A quick reminder that no lessons will be running next week because of TFS’s November break. Have a great week off!

Anthony

Could you pick up a duotang or binder for our homework sheets for next lesson?

  1. Longtones. Take turns starting with one or another of these exercises:
    • Continue fading-in longtones: Your throat should be open like a yawn and the front of your tongue should be high in your mouth (eeh voicing), shooting the air faster through the instrument. Playing like this with smaller amounts of air will allow you to make a note sound at very low volumes.
    • Opposite octave exercise: add your octave key to F, but keep it from jumping up the octave by opening your throat (like a yawn) and relaxing the muscles in your embouchure. It might help to take a little more mouthpiece in your mouth than usual. Once you get it on the F, repeat the exercise working down on E, D, C, then up on G, A, B, C.
  2. G major scale: G to high D. This is the same key as Frosty The Snowman. Remember your F#’s and B naturals!
  3. Take a look at the 8th notes in Frosty the Snowman. We’ll play it together with a metronome next week.
  4. Blue Bells of Scotland: Elementary Method Lesson 9 #3.
  5. All Blues – listen to it here. Practice with a metronome and try to imitate the swing feeling from the recording. We’ll spend more time on this next week.

Jackson

I hope you had a great week! Here’s the post from last week:

Keep track of your days of practice this week. Daily/regular practice, even for just a few minutes, is much more fruitful than cramming.

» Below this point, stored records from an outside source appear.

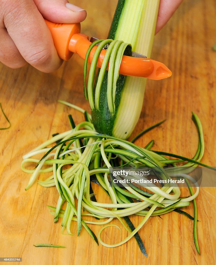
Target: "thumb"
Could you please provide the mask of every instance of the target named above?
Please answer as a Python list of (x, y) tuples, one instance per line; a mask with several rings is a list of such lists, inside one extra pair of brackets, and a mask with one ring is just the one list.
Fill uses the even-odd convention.
[(86, 11), (67, 0), (34, 0), (39, 12), (48, 20), (57, 23), (77, 23), (86, 17)]

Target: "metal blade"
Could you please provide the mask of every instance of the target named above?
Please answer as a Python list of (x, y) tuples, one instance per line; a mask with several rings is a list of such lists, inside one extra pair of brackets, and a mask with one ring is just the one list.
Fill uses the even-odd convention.
[[(92, 37), (90, 39), (90, 41), (91, 42), (93, 42), (94, 41), (97, 41), (99, 39), (97, 39), (96, 38), (95, 38), (94, 37)], [(98, 45), (100, 42), (99, 42), (99, 43), (98, 43), (97, 44), (96, 44), (96, 45)], [(109, 44), (106, 44), (105, 45), (104, 47), (103, 48), (103, 49), (105, 49), (106, 50), (108, 48), (108, 47), (109, 46)], [(145, 55), (143, 55), (143, 54), (141, 54), (140, 53), (138, 53), (138, 52), (136, 52), (135, 51), (132, 51), (132, 55), (131, 55), (132, 57), (135, 57), (138, 58), (147, 58), (147, 57)]]

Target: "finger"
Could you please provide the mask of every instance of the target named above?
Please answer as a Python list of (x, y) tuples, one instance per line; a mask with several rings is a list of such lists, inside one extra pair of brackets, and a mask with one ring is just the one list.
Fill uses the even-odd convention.
[(11, 68), (19, 68), (26, 63), (4, 27), (0, 28), (0, 61)]
[(183, 0), (161, 0), (155, 34), (168, 22), (183, 1)]
[(3, 23), (22, 56), (43, 72), (57, 69), (61, 60), (50, 32), (33, 0), (8, 2), (10, 4), (4, 10)]
[(67, 0), (34, 0), (38, 10), (48, 20), (56, 23), (77, 23), (86, 17), (86, 11)]

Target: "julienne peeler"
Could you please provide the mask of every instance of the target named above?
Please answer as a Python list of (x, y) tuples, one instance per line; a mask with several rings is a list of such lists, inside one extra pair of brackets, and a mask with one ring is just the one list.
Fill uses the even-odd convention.
[[(90, 39), (91, 42), (88, 36), (80, 33), (80, 23), (57, 23), (45, 20), (51, 32), (59, 56), (64, 60), (68, 60), (74, 53), (84, 59), (92, 42), (98, 39), (92, 37)], [(97, 48), (95, 46), (91, 51), (88, 60), (89, 63), (92, 62)], [(101, 67), (106, 52), (105, 48), (101, 52), (97, 64), (98, 67)], [(132, 56), (123, 55), (119, 73), (155, 80), (166, 78), (172, 74), (171, 71), (163, 64), (134, 52)]]

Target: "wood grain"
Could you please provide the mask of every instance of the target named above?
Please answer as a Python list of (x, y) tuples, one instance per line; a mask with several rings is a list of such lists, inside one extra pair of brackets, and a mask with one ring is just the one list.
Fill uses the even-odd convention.
[[(73, 3), (81, 5), (80, 1)], [(83, 0), (87, 11), (82, 32), (105, 37), (116, 1)], [(165, 123), (137, 141), (144, 146), (153, 139), (155, 150), (192, 157), (198, 136), (191, 120), (193, 111), (201, 121), (205, 150), (204, 163), (216, 166), (216, 2), (212, 0), (183, 2), (168, 24), (155, 36), (152, 58), (163, 62), (173, 72), (167, 80), (147, 82), (143, 107), (133, 135), (165, 119)], [(22, 156), (50, 137), (68, 130), (67, 116), (76, 122), (82, 114), (57, 102), (66, 100), (89, 110), (83, 93), (83, 61), (74, 55), (57, 71), (40, 72), (29, 65), (12, 69), (0, 64), (0, 102), (11, 123), (0, 131), (0, 256), (22, 257), (20, 264), (215, 264), (216, 213), (215, 187), (201, 188), (197, 200), (199, 255), (194, 245), (193, 222), (176, 213), (152, 218), (140, 231), (148, 257), (141, 253), (135, 240), (116, 248), (97, 246), (82, 229), (77, 237), (61, 233), (61, 223), (54, 224), (46, 205), (58, 200), (54, 188), (36, 184), (26, 192), (29, 175), (20, 169)], [(0, 114), (0, 127), (7, 126)], [(101, 200), (104, 194), (93, 187)], [(192, 205), (186, 210), (193, 214)], [(137, 226), (141, 217), (133, 217)], [(116, 222), (116, 223), (118, 223)], [(96, 234), (100, 227), (90, 227)], [(76, 232), (76, 224), (72, 230)], [(117, 242), (126, 236), (113, 228), (102, 236)], [(66, 249), (36, 248), (46, 243)], [(19, 264), (19, 263), (17, 263)]]

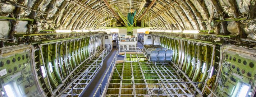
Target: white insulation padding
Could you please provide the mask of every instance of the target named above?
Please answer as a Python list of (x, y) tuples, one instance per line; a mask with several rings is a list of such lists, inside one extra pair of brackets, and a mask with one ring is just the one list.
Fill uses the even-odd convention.
[(6, 19), (0, 19), (0, 37), (8, 37), (10, 29), (9, 21)]
[(19, 21), (17, 24), (16, 31), (17, 34), (24, 34), (27, 33), (28, 21)]

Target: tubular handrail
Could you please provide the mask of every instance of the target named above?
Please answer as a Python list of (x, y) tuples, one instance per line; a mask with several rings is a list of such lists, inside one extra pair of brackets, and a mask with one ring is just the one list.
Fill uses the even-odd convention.
[[(108, 78), (107, 78), (107, 82), (106, 83), (106, 85), (104, 86), (104, 88), (105, 87), (106, 87), (106, 84), (108, 83), (109, 82), (109, 76), (110, 76), (110, 75), (109, 75), (109, 69), (110, 69), (110, 68), (111, 67), (111, 66), (112, 66), (112, 69), (114, 69), (113, 68), (114, 66), (115, 66), (114, 65), (115, 65), (115, 63), (114, 63), (114, 60), (115, 60), (115, 59), (116, 58), (116, 55), (117, 55), (118, 52), (116, 52), (116, 53), (115, 54), (115, 56), (114, 57), (114, 59), (113, 59), (113, 60), (112, 60), (112, 62), (111, 62), (111, 63), (110, 64), (110, 65), (109, 65), (109, 68), (108, 69), (108, 70), (107, 70), (107, 71), (106, 72), (106, 73), (105, 73), (105, 75), (104, 75), (104, 76), (103, 77), (103, 78), (102, 79), (102, 80), (101, 80), (101, 81), (100, 82), (100, 85), (98, 87), (98, 88), (97, 88), (97, 89), (96, 90), (96, 92), (95, 93), (94, 93), (94, 94), (93, 94), (93, 97), (95, 97), (95, 95), (96, 94), (96, 93), (97, 93), (97, 92), (98, 92), (98, 91), (99, 90), (99, 88), (100, 88), (100, 97), (101, 96), (101, 87), (102, 86), (102, 82), (104, 80), (104, 79), (105, 78), (105, 77), (106, 77), (106, 75), (108, 74)], [(112, 73), (113, 70), (111, 71), (111, 72), (110, 73), (110, 74), (111, 74)], [(119, 76), (120, 75), (119, 75)]]
[[(77, 78), (76, 78), (76, 79), (73, 79), (73, 80), (72, 81), (72, 82), (70, 82), (70, 84), (68, 84), (68, 86), (67, 86), (67, 87), (66, 87), (66, 88), (65, 88), (65, 89), (64, 89), (60, 93), (59, 93), (58, 95), (57, 95), (56, 97), (60, 97), (60, 95), (61, 95), (61, 94), (62, 94), (62, 93), (63, 93), (63, 92), (64, 92), (64, 91), (67, 91), (67, 89), (68, 89), (71, 86), (71, 85), (73, 85), (73, 83), (74, 83), (74, 82), (75, 82), (75, 81), (76, 81), (76, 80), (77, 80), (77, 79), (79, 79), (79, 78), (82, 75), (83, 75), (83, 74), (86, 74), (86, 71), (87, 71), (87, 73), (88, 73), (88, 69), (89, 69), (89, 68), (91, 68), (91, 67), (93, 65), (93, 64), (94, 64), (95, 63), (97, 62), (97, 61), (98, 61), (98, 60), (99, 60), (99, 59), (100, 59), (100, 58), (101, 58), (101, 56), (102, 56), (102, 57), (103, 57), (103, 55), (104, 55), (104, 53), (105, 53), (104, 52), (105, 52), (105, 50), (106, 51), (106, 50), (108, 50), (108, 49), (109, 49), (109, 47), (110, 47), (110, 46), (112, 46), (112, 45), (113, 45), (113, 43), (112, 43), (111, 45), (109, 45), (108, 47), (107, 47), (105, 49), (104, 49), (104, 50), (103, 50), (102, 51), (101, 51), (101, 52), (100, 53), (100, 54), (98, 54), (98, 55), (100, 55), (100, 56), (99, 56), (99, 58), (98, 58), (93, 63), (91, 64), (91, 65), (90, 66), (89, 66), (89, 67), (88, 67), (88, 68), (86, 68), (86, 69), (84, 70), (82, 73), (81, 73), (81, 74), (80, 75), (79, 75), (78, 76), (78, 77), (77, 77)], [(112, 49), (112, 48), (111, 47), (111, 49)], [(103, 54), (101, 54), (101, 53), (103, 53)], [(102, 58), (102, 59), (103, 59), (103, 58)], [(92, 60), (92, 59), (92, 59), (91, 60)], [(103, 60), (103, 59), (102, 59), (102, 60)], [(103, 60), (102, 60), (102, 61), (101, 61), (101, 63), (102, 63), (102, 62), (103, 62)], [(85, 75), (85, 74), (84, 74), (84, 75)], [(88, 75), (88, 74), (87, 74), (87, 75)], [(83, 76), (84, 75), (83, 75)], [(87, 78), (88, 79), (88, 77), (87, 77)], [(88, 82), (88, 80), (87, 80), (87, 82)], [(77, 85), (77, 84), (76, 84), (76, 86)], [(75, 87), (76, 87), (76, 86), (75, 86)], [(72, 87), (72, 88), (73, 88), (73, 87)], [(72, 89), (71, 91), (73, 91), (73, 89)], [(72, 96), (73, 96), (73, 93), (72, 93)]]
[[(161, 86), (164, 88), (164, 90), (165, 91), (165, 92), (167, 93), (167, 96), (168, 97), (170, 97), (170, 96), (168, 94), (168, 92), (166, 91), (166, 90), (165, 89), (164, 87), (164, 86), (163, 85), (162, 83), (196, 83), (196, 89), (197, 88), (197, 86), (198, 86), (198, 84), (199, 83), (201, 83), (201, 84), (204, 84), (205, 85), (206, 85), (206, 86), (207, 85), (205, 84), (205, 83), (204, 82), (172, 82), (172, 81), (160, 81), (160, 84), (159, 84), (159, 87), (158, 89), (158, 92), (157, 93), (157, 97), (159, 97), (159, 91), (160, 91), (160, 88), (161, 88)], [(206, 87), (212, 93), (212, 94), (215, 96), (216, 97), (219, 97), (218, 96), (217, 96), (217, 94), (215, 94), (215, 93), (213, 92), (213, 91), (211, 90), (211, 89), (209, 88), (208, 87)], [(195, 96), (196, 95), (196, 91), (195, 90), (195, 92), (194, 92), (194, 94), (193, 96), (193, 97), (195, 97)]]

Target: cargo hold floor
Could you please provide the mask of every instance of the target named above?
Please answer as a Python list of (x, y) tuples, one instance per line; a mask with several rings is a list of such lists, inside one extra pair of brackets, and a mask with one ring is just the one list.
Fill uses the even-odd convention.
[[(89, 84), (89, 86), (87, 87), (84, 89), (84, 91), (81, 93), (80, 97), (92, 97), (93, 96), (118, 50), (116, 50), (115, 48), (113, 48), (109, 53), (109, 54), (108, 55), (108, 57), (106, 56), (103, 61), (101, 68), (96, 75), (96, 76), (92, 80), (92, 83)], [(103, 81), (102, 84), (105, 84), (104, 83), (106, 82)]]

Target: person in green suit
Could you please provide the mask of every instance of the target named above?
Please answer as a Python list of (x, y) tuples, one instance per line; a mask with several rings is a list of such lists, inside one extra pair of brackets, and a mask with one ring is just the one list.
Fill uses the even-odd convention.
[[(129, 21), (129, 22), (130, 23), (131, 25), (133, 24), (133, 18), (134, 18), (134, 16), (135, 15), (136, 11), (137, 11), (137, 9), (136, 9), (134, 13), (132, 13), (133, 11), (133, 10), (132, 9), (131, 9), (131, 13), (128, 13), (128, 15), (127, 15), (127, 20), (128, 20), (128, 21)], [(130, 25), (129, 23), (128, 23), (128, 25), (131, 26)]]

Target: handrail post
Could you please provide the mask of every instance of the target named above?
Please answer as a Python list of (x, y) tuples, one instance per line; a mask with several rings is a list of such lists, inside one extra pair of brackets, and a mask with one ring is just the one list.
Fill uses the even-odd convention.
[(100, 83), (100, 97), (101, 97), (101, 86), (102, 86), (102, 82)]
[(159, 82), (159, 88), (158, 89), (158, 92), (157, 92), (157, 97), (159, 97), (159, 92), (160, 91), (160, 88), (161, 88), (161, 85), (160, 84), (160, 83), (161, 83), (161, 82), (160, 81)]
[(88, 69), (89, 69), (87, 68), (87, 78), (86, 78), (86, 79), (86, 79), (86, 80), (86, 80), (86, 85), (88, 85), (87, 84), (88, 84)]
[(195, 97), (195, 96), (196, 95), (196, 89), (197, 89), (197, 86), (198, 86), (198, 84), (199, 82), (197, 82), (196, 83), (196, 89), (195, 89), (195, 92), (194, 93), (194, 96), (193, 97)]
[(73, 84), (74, 84), (74, 82), (72, 82), (72, 89), (71, 90), (71, 97), (73, 97)]

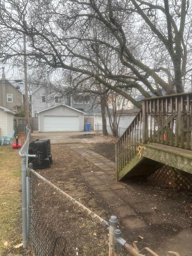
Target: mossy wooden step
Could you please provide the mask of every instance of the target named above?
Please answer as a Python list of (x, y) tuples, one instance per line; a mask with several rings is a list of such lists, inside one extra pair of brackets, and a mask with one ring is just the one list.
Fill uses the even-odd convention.
[(158, 143), (143, 145), (141, 155), (179, 170), (192, 174), (192, 151)]

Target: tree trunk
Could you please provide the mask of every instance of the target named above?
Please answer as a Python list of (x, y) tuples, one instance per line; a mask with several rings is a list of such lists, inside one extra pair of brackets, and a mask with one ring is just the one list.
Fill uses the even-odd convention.
[(105, 96), (100, 96), (100, 105), (101, 109), (101, 114), (102, 116), (102, 124), (103, 128), (103, 134), (108, 135), (107, 130), (107, 123), (106, 122), (106, 116), (105, 115)]

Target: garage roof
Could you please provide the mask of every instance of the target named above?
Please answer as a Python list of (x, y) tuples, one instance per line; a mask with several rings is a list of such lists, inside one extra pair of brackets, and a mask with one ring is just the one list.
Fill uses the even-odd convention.
[(80, 112), (80, 113), (82, 113), (83, 114), (85, 114), (84, 112), (83, 111), (81, 111), (81, 110), (79, 110), (76, 108), (72, 108), (72, 107), (70, 107), (69, 106), (67, 106), (67, 105), (65, 105), (65, 104), (59, 104), (58, 105), (56, 105), (56, 106), (54, 106), (52, 107), (50, 107), (50, 108), (45, 108), (45, 109), (43, 109), (42, 110), (40, 110), (39, 111), (37, 111), (36, 113), (37, 114), (40, 113), (40, 112), (43, 112), (43, 111), (45, 111), (46, 110), (48, 110), (49, 109), (51, 109), (51, 108), (56, 108), (57, 107), (59, 107), (60, 106), (63, 106), (64, 107), (66, 107), (67, 108), (70, 108), (71, 109), (72, 109), (74, 110), (75, 110), (76, 111), (77, 111), (77, 112)]
[(9, 112), (11, 114), (12, 114), (13, 115), (15, 114), (15, 113), (11, 109), (6, 108), (5, 107), (4, 107), (2, 106), (0, 106), (0, 109), (2, 109), (5, 111), (5, 112)]

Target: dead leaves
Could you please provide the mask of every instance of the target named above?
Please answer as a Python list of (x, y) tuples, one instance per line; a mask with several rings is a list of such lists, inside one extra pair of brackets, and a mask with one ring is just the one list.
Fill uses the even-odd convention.
[[(4, 245), (4, 246), (6, 247), (7, 246), (8, 246), (8, 244), (9, 243), (7, 242), (7, 241), (6, 241), (3, 243), (3, 245)], [(23, 246), (23, 243), (21, 243), (20, 244), (18, 244), (14, 245), (13, 246), (13, 248), (15, 248), (16, 249), (18, 249), (18, 248), (20, 248), (20, 247), (21, 247), (22, 246)]]
[(18, 244), (14, 246), (13, 247), (14, 247), (14, 248), (20, 248), (20, 247), (21, 247), (23, 243), (21, 243), (20, 244)]

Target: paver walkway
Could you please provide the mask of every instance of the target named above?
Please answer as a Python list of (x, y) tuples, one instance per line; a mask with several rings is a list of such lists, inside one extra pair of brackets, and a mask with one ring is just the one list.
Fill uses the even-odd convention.
[[(133, 234), (136, 233), (148, 238), (149, 242), (152, 237), (156, 240), (160, 239), (163, 243), (156, 250), (160, 255), (165, 255), (166, 251), (171, 250), (176, 250), (181, 256), (184, 256), (182, 246), (176, 246), (176, 244), (178, 242), (178, 244), (180, 244), (178, 241), (178, 238), (180, 241), (188, 241), (189, 233), (188, 227), (183, 226), (183, 231), (180, 232), (180, 230), (176, 234), (174, 233), (176, 230), (174, 229), (173, 233), (172, 228), (170, 226), (172, 235), (171, 238), (169, 238), (167, 241), (165, 241), (163, 239), (163, 236), (162, 238), (160, 236), (160, 234), (164, 233), (164, 228), (167, 230), (169, 228), (166, 227), (166, 222), (164, 222), (166, 219), (157, 223), (156, 219), (153, 219), (153, 213), (157, 210), (159, 203), (157, 194), (153, 195), (153, 198), (149, 198), (145, 196), (144, 190), (141, 193), (138, 191), (138, 188), (135, 188), (134, 186), (125, 184), (124, 186), (123, 182), (115, 180), (115, 163), (82, 145), (73, 144), (68, 146), (98, 167), (98, 170), (83, 172), (81, 174), (94, 192), (103, 198), (113, 213), (123, 222), (124, 227), (125, 226)], [(144, 204), (144, 200), (146, 200)], [(179, 217), (177, 215), (176, 218)], [(154, 232), (154, 230), (157, 232)], [(184, 242), (183, 245), (184, 244)], [(189, 243), (189, 241), (187, 246), (186, 245), (185, 247), (184, 256), (191, 255), (192, 251), (192, 243)]]
[(83, 172), (82, 175), (107, 205), (113, 208), (114, 213), (124, 221), (126, 226), (131, 230), (140, 229), (148, 225), (142, 218), (136, 216), (137, 212), (126, 201), (128, 197), (128, 189), (115, 180), (114, 162), (82, 145), (68, 146), (100, 168), (100, 171)]

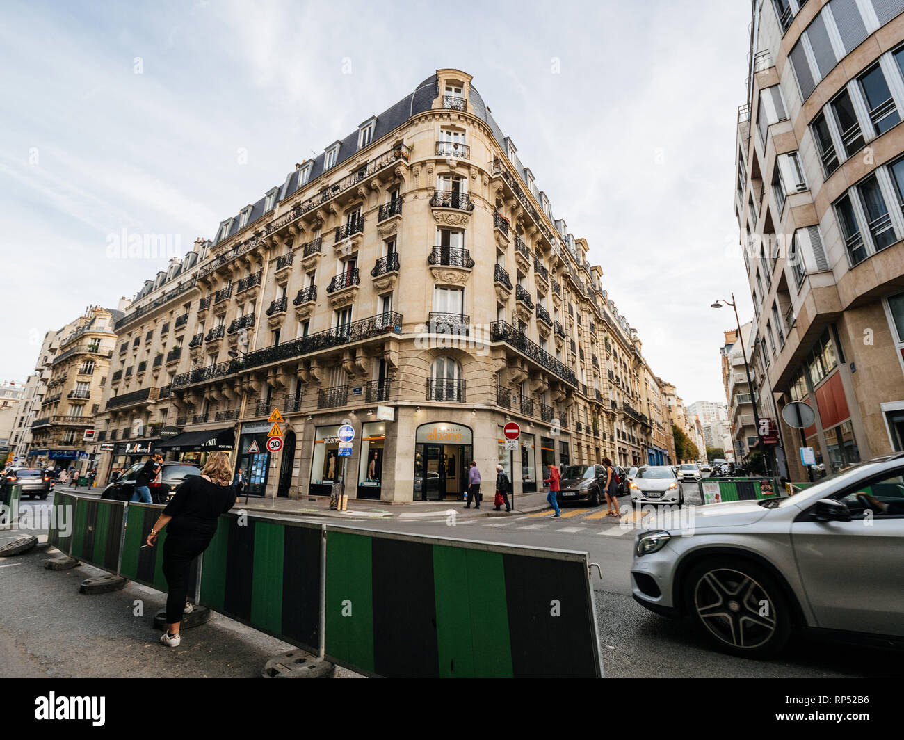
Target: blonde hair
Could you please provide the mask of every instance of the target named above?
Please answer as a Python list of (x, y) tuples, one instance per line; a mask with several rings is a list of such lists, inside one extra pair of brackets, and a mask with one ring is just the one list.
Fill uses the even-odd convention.
[(207, 459), (201, 474), (208, 476), (214, 483), (230, 485), (232, 482), (232, 466), (229, 463), (229, 456), (225, 452), (214, 452)]

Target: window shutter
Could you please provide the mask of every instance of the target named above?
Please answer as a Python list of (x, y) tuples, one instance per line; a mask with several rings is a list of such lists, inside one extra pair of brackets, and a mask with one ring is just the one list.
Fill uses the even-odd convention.
[(829, 9), (838, 26), (844, 51), (851, 53), (866, 38), (866, 26), (860, 17), (856, 0), (832, 0)]
[(810, 71), (810, 62), (806, 61), (804, 44), (800, 42), (797, 42), (796, 46), (791, 50), (791, 66), (794, 67), (795, 76), (797, 78), (800, 97), (805, 100), (813, 92), (815, 83), (813, 81), (813, 73)]
[(810, 248), (813, 250), (813, 258), (816, 264), (816, 270), (823, 271), (829, 269), (829, 262), (825, 259), (825, 250), (823, 249), (823, 240), (819, 236), (818, 226), (807, 226), (806, 232), (810, 237)]
[(904, 0), (872, 0), (872, 7), (876, 11), (880, 24), (884, 25), (904, 11)]
[(819, 76), (825, 77), (832, 71), (838, 60), (835, 59), (835, 52), (832, 48), (832, 42), (829, 41), (829, 33), (825, 30), (825, 21), (823, 20), (822, 14), (813, 19), (806, 29), (806, 38), (810, 42), (810, 48), (813, 49), (813, 55), (815, 57)]

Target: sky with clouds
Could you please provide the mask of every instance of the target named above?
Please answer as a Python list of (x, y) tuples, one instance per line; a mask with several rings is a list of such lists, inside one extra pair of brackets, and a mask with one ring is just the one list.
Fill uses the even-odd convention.
[(437, 69), (473, 84), (538, 186), (587, 238), (654, 371), (724, 402), (719, 348), (752, 312), (733, 213), (747, 0), (4, 4), (0, 379), (89, 304), (282, 185)]

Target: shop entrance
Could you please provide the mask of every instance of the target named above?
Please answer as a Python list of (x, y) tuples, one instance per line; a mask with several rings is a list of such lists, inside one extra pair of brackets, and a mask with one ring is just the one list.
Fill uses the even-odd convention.
[(462, 500), (467, 489), (472, 450), (468, 427), (443, 422), (419, 427), (414, 453), (414, 499)]

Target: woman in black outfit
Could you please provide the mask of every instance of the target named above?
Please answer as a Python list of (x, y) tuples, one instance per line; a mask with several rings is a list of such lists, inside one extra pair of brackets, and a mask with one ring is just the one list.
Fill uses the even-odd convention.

  1. Register Switch Exercise: low G to middle D. Practice switching with the witch chin and strong air, then putting down your RH pinky C key. Use this note to play the circled 4 bars of Rudolph.
  2. Technique: #12 and #14 in Galper Book
  3. Repertoire: #15 in Galper

Ryan

This week, take a listen to this great album: But Beautiful – Bill Evans and Stan Getz. Listen to Stan’s sound – so uniform, full and dark in all registers.

  1. Longtones. Take turns practicing:
    • Continue voicing exercise, adding overtone/fingered tone matching on C.
    • Opposite octave exercise: add your octave key to F, but keep it from jumping up the octave by opening your throat (like a yawn) and relaxing the muscles in your embouchure. It might help to take a little more mouthpiece in your mouth than usual. Once you get it on the F, repeat on E, D, C, Bb, then G, A, B, C.
    • Use the circled bit on the second page of the Voxman etude as a longtone warmup, playing the G’s as an overtone from your low C and the F# as an overtone from your low B.
  2. Continue chromatic scale – aim to get to 115-120 bpm this week, going from low Bb to high F#. We’ll take this up next week.
  3. Eb major full range. This week aim for 190 bpm.
  4. Continue Voxman etude:
    • Try it with the breath marks I added in, and continue by adding in you own on the second page.
    • Use bis Bb for G minor arpeggios and side Bb for scale passages
    • Other than the ritardandos that we added in (and the one that’s written), make sure to play with a consistent tempo, taking special care not to slow down when switching to an 8th-note melody.
    • Exaggerate the written dynamics.